Results suggest that taking thyroid medication at baseline may be associated with a faster rate of DAT diagnosis with time. Interpretation of the Cox proportional hazards models indicates that the hazard rate of developing DAT with time for participants who reported use of at least one thyroid medication at baseline was increased 67% compared to their non-medicated counterparts.

The association between the use of thyroid medication at baseline and a faster time to any dementia diagnosis was not significant. The CDR > 0 group contains participants with diagnoses of mixed dementia, with features of both AD and vascular dementia, as well as other non-AD diagnoses such as pure vascular dementia, frontotemporal dementia, and primary progressive aphasia; all of which lack a β-amyloid plaque component in their pathologies (Arnold et al., 2000; Erkinjuntti, 2007; Kertesz et al., 1994; Oslin et al., 1998). Since previous work suggests that it is, most likely, the amyloid component of AD pathology on which thyroid hormone has its effects, we would expect disease states lacking this component to show a lesser association with thyroid medication use.

We found a nonsignificant trend suggesting that baseline thyroid dysfunction may also be related in some way to more rapid time to diagnosis of DAT. Although some researchers have reported a lack of association between thyroid disorders and AD (Lindeman et al., 1999; Luboshitzky et al., 1996; van der Cammen et al., 2003), the findings of others suggest a link between these two disease states (de Jong et al., 2007; Folstein et al., 1975; Kalmijn et al., 2000; Tan et al., 2008; van Boxtel et al., 2004; Wahlin et al., 2005; Yoshimasu et al., 1991). All referenced reports that found no association relied on cross-sectional analysis, eventually citing a lack of extensive follow-up as a weakness. Our longitudinal model addresses that concern and may, therefore, add support to their conclusions. However, unlike these studies, ours relied on self-reported diagnosis of thyroid disease instead of more objective diagnostic methods, and is therefore not directly comparable. Our findings, coupled with the uncertainty of past research, make the relationship between thyroid dysfunction and AD one of continuing interest for future study.

Consistent with prior research, we also found that increasing age, minority race, and presence of at least one APOE ε4 allele each independently contribute to an increased risk of developing DAT or more rapid disease progression once diagnosed (Mortimer and Borenstein, 2006).

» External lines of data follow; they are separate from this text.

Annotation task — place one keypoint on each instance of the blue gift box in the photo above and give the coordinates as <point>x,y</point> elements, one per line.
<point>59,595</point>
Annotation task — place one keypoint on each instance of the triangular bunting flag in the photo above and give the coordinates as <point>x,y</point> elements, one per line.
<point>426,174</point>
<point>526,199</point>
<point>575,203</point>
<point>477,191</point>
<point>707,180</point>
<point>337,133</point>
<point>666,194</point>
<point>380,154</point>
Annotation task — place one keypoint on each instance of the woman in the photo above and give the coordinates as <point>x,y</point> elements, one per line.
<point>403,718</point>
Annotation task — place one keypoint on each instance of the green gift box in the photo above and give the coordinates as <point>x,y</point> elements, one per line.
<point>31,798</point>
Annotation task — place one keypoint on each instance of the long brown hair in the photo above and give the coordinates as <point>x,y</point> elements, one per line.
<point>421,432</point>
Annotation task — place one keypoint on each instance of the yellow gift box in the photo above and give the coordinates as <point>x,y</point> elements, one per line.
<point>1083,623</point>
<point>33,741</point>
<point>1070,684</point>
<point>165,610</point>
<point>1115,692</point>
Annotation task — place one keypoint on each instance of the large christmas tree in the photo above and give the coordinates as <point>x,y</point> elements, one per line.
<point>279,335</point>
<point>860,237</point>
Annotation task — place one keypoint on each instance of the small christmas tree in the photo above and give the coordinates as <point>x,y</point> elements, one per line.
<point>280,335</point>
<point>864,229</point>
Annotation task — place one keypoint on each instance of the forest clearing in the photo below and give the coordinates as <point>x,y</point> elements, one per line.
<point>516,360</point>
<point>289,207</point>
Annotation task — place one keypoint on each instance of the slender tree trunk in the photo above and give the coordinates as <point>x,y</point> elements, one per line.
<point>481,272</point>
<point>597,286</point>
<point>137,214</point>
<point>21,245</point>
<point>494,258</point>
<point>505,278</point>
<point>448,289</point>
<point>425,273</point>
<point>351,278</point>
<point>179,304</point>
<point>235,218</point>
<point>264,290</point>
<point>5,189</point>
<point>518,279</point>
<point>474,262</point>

Our study had limitations. First, the demographics of our volunteer-based sample were not precisely representative of the regional population as a whole. Our subjects were older, contained a higher percentage of females, and were more homogenous concerning race and education level (U.S. Census Bureau, 2008). In our sample, 17.4% of participants reported having a thyroid disorder, and 12.2% reported use of thyroid medications, at baseline. Recent national reports on the epidemiology of thyroid dysfunction state that approximately 4.5% of Americans are affected (CDC, 2006). The National Center for Health Statistics reports that 2.2% of the American population utilizes prescription thyroid medications (CDC, 1998). However, these national point estimates include Americans of all ages. Recent research shows that the prevalence of thyroid dysfunction increases with age (Hollowell, 2002), and therefore, one would expect a larger proportion of individuals in our sample, comprised of older adults, to have thyroid dysfunction. The Colorado Thyroid Disease Prevalence Study reported thyroid disease and medication usage rates at 11.7% and 5.9%, respectively (Gay, 2000). Although the N for that study was larger, the study population was similar to ours in that participants were older, more educated, and larger proportions were Caucasian and female compared to the general population of the area (Gay, 2000).

Second, our reliance on self-reported thyroid disorder from participants is potentially problematic. This was the only method to identify thyroid malfunction because of lack of information from laboratory assays of thyroid function. However, all participants were nondemented at baseline, and their reports of thyroid disease were verified by collateral source interview. Additional longitudinal studies utilizing standardized thyroid function assays for diagnosis of thyroid dysfunction are needed.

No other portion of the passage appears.